Metyrosine Crystalluria:
Crystalluria and urolithiasis have been found in dogs treated with metyrosine at doses similar to those used in humans, and crystalluria has also been observed in a few patients. To minimize the risk of crystalluria, patients should be urged to maintain water intake sufficient to achieve a daily urine volume of 2,000 mL or more, particularly when doses greater than 2 g per day are given. Routine examination of the urine should be carried out. Metyrosine will crystallize as needles or rods. If metyrosine crystalluria occurs, fluid intake should be increased further. If crystalluria persists, the dosage should be reduced or the drug discontinued.
Relatively Little Data Regarding Long-Term Use:
The total human experience with the drug is quite limited and few patients have been studied long term.
Chronic animal studies have not been carried out. Therefore, suitable laboratory tests should be carried out periodically in patients requiring prolonged use of metyrosine and caution should be observed in patients with impaired hepatic or renal function.
Pregnancy: Animal reproduction studies have not been conducted with metyrosine. It is also not known whether metyrosine can cause fetal harm when administered to a pregnant woman or can affect reproduction capacity. Metyrosine should be given to a pregnant woman only if clearly needed.

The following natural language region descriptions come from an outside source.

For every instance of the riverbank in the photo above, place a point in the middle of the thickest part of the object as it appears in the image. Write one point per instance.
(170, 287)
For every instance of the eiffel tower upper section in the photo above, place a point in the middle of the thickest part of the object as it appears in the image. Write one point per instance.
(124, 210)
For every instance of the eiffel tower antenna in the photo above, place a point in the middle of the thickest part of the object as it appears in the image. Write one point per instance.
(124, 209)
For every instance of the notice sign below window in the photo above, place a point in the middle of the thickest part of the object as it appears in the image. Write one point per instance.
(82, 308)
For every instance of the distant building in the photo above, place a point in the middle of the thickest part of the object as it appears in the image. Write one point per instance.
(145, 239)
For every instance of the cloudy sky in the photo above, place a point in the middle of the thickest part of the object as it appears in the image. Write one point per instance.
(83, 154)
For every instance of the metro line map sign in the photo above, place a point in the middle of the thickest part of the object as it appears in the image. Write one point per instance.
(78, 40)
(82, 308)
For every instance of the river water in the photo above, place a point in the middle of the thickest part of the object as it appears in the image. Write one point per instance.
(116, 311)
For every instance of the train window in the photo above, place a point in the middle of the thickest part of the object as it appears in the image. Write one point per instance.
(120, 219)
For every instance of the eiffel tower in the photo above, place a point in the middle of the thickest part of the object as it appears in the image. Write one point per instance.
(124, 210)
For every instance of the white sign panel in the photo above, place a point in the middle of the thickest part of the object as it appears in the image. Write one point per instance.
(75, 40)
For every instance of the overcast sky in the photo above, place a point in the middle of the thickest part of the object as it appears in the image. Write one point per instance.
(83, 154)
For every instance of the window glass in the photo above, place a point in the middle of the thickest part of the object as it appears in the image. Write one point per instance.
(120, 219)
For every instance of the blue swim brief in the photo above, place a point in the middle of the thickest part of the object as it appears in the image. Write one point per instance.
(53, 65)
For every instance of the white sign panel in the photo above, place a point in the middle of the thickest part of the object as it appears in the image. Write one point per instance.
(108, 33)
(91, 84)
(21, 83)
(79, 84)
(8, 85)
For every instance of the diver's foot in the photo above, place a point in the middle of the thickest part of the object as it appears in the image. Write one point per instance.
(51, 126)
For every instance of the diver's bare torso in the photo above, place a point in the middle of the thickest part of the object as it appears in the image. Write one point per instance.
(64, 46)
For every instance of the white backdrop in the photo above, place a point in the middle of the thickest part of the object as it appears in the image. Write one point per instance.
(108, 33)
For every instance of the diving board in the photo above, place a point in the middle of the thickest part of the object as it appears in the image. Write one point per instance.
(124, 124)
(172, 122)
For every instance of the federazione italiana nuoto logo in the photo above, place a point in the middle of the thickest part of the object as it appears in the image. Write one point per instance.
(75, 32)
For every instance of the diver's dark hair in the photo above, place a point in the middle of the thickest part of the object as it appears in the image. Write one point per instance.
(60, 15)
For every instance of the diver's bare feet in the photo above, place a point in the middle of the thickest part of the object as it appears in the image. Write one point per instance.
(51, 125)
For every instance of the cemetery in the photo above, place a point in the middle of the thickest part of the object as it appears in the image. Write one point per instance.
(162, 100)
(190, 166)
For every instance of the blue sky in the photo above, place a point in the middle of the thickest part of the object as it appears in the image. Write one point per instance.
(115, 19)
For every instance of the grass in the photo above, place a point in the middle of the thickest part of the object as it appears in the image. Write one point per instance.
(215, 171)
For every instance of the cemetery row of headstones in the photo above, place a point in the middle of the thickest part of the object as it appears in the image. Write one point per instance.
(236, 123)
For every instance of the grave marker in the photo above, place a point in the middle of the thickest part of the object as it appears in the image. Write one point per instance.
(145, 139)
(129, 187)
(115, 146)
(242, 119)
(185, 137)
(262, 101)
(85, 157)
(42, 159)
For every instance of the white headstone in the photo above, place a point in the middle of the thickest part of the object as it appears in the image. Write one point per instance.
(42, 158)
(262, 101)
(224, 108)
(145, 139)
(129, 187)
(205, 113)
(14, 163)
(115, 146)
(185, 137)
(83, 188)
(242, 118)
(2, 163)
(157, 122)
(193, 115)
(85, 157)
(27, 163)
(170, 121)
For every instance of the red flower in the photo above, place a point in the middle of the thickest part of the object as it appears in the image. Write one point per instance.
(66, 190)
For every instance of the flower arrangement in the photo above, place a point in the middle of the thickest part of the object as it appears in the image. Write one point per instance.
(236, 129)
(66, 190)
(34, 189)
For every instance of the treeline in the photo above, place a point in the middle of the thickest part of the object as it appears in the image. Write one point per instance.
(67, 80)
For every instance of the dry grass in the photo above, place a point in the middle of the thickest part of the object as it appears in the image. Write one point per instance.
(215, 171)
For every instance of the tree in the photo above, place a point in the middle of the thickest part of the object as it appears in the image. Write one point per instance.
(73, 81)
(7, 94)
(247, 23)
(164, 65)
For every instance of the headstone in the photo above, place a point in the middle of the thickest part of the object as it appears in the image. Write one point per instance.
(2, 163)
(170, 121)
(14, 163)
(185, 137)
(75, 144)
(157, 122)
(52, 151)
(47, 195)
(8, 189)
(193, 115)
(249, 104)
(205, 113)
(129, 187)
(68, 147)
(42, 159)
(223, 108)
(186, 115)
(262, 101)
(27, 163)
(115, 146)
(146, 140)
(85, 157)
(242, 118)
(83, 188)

Sedation: The most common adverse reaction to metyrosine is moderate to severe sedation, which has been observed in almost all patients. It occurs at both low and high dosages. Sedative effects begin within the first 24 hours of therapy, are maximal after two to three days, and tend to wane during the next few days.
Sedation usually is not obvious after one week unless the dosage is increased, but at dosages greater than 2,000 mg/day some degree of sedation or fatigue may persist.

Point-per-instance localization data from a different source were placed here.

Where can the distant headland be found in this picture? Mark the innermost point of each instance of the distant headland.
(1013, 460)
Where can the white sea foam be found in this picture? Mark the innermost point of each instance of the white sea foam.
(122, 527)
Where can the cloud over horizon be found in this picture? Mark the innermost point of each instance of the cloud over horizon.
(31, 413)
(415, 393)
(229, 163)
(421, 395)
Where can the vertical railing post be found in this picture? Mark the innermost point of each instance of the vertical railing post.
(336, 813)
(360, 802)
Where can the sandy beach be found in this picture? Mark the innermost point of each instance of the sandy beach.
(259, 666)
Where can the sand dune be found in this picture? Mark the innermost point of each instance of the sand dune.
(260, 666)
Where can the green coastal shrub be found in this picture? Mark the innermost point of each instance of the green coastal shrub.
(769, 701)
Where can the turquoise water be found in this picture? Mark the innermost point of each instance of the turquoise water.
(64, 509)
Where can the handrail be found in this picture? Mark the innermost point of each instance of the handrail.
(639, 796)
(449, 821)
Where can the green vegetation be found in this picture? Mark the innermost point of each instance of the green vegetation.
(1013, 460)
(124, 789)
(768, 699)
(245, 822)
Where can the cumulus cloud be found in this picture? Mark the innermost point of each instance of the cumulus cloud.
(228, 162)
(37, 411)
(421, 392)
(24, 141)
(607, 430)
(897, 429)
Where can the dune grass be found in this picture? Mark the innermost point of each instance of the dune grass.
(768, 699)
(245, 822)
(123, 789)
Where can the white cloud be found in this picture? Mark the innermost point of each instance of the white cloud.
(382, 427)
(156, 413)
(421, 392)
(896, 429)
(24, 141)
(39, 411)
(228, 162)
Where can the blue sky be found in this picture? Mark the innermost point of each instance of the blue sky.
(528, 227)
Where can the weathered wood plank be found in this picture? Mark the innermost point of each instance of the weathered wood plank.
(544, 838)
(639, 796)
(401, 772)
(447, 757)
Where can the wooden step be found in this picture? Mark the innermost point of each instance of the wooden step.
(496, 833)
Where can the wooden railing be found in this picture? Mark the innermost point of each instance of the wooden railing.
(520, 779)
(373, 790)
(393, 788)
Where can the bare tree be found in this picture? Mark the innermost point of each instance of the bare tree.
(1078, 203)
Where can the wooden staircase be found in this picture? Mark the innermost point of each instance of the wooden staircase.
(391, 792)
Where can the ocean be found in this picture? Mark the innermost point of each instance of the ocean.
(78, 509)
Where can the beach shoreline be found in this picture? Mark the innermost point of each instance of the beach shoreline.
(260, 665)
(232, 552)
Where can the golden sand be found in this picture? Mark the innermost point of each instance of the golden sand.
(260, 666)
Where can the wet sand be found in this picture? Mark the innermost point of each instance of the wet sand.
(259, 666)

In most patients who experience sedation, temporary changes in sleep pattern occur following withdrawal of the drug. Changes consist of insomnia that may last for two or three days and feelings of increased alertness and ambition. Even patients who do not experience sedation while on metyrosine may report symptoms of psychic stimulation when the drug is discontinued.

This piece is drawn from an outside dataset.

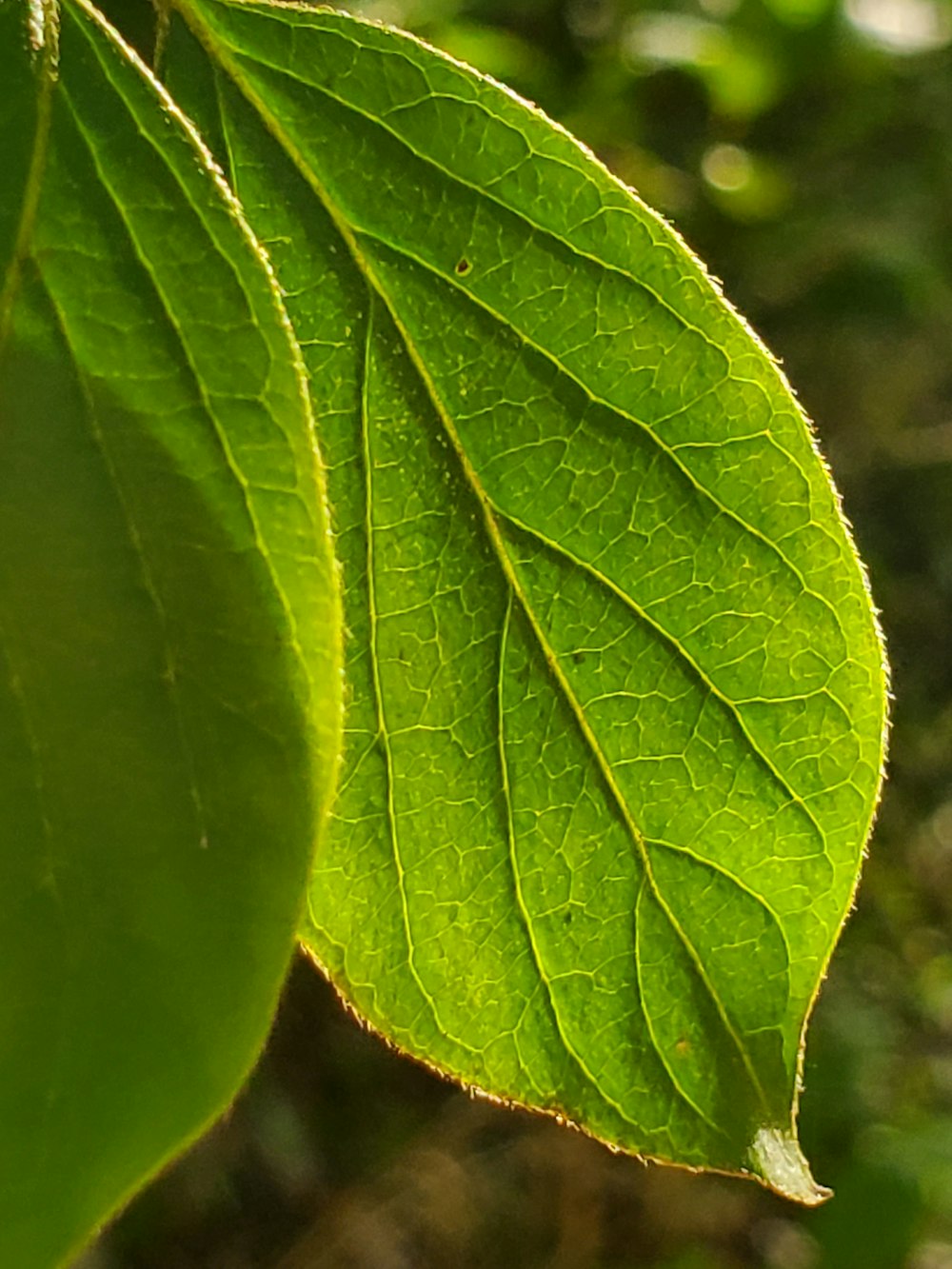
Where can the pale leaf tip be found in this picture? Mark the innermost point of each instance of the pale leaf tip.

Extrapyramidal Signs: Extrapyramidal signs such as drooling, speech difficulty, and tremor have been reported in approximately 10% of patients. These occasionally have been accompanied by trismus and frank parkinsonism.
Anxiety and Psychic Disturbances: Anxiety and psychic disturbances such as depression, hallucinations, disorientation, and confusion may occur. These effects seem to be dose-dependent and may disappear with reduction of dosage.